Nuclei-Location Based Point Set Registration of Multi-Stained Whole Slide Images
Adith Jeyasangar, Abdullah Alsalemi, Shan E Ahmed Raza
TL;DR
The paper addresses the challenge of registering multi-stained whole slide images at the nuclei level to enable downstream tumor microenvironment analyses. It proposes a nuclei-location based point-set registration pipeline that detects nuclei with Hover-Net, performs rigid alignment via Automatic Rotation Alignment and Iterative Closest Point, and refines using a non-rigid, LLE-guided CPD-like method followed by TPS and B-spline warping. Evaluated on HYRECO subset B with H&E and PHH3 stains, the method achieves lower nucleus-level registration error than the DFBR baseline, with an average rTRE around 1.63×10^-2 and further improvements to about 1.28×10^-2 after B-spline refinement.
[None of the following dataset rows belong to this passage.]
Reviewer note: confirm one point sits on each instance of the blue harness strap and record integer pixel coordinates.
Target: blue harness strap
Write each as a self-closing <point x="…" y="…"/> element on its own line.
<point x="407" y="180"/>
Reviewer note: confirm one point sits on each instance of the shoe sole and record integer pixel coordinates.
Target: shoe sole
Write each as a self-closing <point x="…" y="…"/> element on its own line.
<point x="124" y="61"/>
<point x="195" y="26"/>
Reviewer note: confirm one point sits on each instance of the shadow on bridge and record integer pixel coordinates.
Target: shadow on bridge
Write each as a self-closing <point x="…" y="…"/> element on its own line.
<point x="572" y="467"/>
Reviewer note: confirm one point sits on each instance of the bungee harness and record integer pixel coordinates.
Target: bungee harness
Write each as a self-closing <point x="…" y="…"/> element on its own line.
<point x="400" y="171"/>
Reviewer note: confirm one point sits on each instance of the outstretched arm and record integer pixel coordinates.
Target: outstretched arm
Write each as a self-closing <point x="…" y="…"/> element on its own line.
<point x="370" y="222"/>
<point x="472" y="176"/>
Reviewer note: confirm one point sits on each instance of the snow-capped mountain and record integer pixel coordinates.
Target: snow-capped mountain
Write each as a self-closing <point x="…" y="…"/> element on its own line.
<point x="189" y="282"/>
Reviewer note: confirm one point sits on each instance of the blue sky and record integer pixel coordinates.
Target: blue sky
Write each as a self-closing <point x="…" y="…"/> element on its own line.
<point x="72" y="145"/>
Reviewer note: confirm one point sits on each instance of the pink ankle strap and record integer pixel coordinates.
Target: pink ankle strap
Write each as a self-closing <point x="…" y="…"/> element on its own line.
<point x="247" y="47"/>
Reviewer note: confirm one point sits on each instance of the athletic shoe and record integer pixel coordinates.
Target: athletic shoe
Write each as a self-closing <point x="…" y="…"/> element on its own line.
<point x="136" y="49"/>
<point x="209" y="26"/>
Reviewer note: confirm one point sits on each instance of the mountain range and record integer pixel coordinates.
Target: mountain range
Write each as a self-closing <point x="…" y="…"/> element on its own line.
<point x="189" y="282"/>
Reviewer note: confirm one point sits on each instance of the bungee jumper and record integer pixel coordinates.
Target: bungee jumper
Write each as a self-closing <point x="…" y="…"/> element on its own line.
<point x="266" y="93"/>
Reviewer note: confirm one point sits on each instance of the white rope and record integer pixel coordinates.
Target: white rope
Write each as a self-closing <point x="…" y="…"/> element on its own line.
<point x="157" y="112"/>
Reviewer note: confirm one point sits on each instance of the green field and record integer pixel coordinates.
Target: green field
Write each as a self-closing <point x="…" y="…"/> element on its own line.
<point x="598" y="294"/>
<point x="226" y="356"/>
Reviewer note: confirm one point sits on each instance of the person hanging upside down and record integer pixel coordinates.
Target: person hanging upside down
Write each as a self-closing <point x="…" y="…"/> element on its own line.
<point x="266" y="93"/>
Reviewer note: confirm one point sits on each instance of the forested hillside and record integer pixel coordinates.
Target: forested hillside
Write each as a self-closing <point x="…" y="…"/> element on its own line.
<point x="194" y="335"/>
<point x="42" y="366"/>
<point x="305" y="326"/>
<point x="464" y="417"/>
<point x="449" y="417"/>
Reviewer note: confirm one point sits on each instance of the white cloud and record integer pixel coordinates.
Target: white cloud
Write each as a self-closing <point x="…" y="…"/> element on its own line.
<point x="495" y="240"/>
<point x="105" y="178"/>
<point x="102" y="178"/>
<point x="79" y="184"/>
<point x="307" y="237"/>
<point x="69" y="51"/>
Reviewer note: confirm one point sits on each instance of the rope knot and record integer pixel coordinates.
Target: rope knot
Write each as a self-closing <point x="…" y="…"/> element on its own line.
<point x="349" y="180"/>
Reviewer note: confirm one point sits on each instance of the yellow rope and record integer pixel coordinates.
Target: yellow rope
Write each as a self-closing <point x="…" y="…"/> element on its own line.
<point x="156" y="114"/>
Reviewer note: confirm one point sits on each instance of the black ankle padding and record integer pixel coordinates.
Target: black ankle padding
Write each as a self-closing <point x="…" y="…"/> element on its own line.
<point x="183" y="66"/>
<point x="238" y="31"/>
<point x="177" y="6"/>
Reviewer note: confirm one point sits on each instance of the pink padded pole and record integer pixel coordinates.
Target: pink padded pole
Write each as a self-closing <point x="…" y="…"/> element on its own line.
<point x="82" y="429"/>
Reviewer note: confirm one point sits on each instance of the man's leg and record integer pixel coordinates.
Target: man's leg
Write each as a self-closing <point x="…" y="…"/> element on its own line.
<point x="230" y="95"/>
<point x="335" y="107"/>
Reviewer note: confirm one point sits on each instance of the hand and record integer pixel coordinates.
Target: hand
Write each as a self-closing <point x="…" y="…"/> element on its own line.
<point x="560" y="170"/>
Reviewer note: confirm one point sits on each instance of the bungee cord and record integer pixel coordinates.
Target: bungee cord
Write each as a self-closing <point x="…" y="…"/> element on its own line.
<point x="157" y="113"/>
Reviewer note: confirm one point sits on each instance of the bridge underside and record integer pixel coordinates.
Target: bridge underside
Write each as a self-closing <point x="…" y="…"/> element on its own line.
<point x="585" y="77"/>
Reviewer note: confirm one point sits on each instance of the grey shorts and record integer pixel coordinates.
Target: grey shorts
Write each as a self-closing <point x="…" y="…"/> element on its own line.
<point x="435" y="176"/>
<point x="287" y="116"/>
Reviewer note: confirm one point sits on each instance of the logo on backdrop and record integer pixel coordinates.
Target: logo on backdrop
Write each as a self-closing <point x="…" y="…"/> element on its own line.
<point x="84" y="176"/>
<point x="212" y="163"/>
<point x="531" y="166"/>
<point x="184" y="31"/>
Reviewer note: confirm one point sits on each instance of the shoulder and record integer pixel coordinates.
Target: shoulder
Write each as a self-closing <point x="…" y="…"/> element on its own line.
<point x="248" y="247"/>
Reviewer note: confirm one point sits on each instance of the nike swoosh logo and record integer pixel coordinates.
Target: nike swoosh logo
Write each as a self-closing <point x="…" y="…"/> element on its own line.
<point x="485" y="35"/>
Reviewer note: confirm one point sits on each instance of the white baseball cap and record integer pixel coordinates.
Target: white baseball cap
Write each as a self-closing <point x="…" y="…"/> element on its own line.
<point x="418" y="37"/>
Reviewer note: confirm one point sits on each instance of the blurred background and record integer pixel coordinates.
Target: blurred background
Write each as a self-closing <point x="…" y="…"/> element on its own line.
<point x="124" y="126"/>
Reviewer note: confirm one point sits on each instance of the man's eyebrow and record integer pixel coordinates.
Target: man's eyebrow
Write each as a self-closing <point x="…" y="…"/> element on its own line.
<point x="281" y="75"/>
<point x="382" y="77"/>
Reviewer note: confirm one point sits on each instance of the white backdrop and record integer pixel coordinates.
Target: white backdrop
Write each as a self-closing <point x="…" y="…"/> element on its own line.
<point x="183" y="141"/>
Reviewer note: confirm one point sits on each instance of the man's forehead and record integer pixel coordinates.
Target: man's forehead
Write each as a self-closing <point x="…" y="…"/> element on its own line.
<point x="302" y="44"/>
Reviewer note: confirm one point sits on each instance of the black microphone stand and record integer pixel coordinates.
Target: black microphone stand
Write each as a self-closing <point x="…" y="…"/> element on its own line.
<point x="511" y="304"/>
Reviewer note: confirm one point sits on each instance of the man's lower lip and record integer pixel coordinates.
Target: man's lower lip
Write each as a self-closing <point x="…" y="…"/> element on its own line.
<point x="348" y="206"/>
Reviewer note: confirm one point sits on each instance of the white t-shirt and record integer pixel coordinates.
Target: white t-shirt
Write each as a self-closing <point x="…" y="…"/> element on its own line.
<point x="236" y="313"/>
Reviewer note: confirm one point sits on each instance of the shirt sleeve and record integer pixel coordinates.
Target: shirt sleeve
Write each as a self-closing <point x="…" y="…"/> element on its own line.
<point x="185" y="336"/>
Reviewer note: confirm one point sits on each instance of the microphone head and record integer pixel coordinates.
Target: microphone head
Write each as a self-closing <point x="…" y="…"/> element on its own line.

The approach is generalizable to other stains given a robust nuclei detector and offers a practical, faster alternative to deep-learning-only registrations for precise nuclei-level alignment, enabling more reliable downstream analyses of cell subtypes and biomarker signatures in the tumor microenvironment.
Abstract
Whole Slide Images (WSIs) provide exceptional detail for studying tissue architecture at the cell level. To study tumour microenvironment (TME) with the context of various protein biomarkers and cell sub-types, analysis and registration of features using multi-stained WSIs is often required. Multi-stained WSI pairs normally suffer from rigid and non-rigid deformities in addition to slide artefacts and control tissue which present challenges at precise registration. Traditional registration methods mainly focus on global rigid/non-rigid registration but struggle with aligning slides with complex tissue deformations at the nuclei level. However, nuclei level non-rigid registration is essential for downstream tasks such as cell sub-type analysis in the context of protein biomarker signatures. This paper focuses on local level non-rigid registration using a nuclei-location based point set registration approach for aligning multi-stained WSIs. We exploit the spatial distribution of nuclei that is prominent and consistent (to a large level) across different stains to establish a spatial correspondence. We evaluate our approach using the HYRECO dataset consisting of 54 re-stained images of H\&E and PHH3 image pairs. The approach can be extended to other IHC and IF stained WSIs considering a good nuclei detection algorithm is accessible. The performance of the model is tested against established registration algorithms and is shown to outperform the model for nuclei level registration.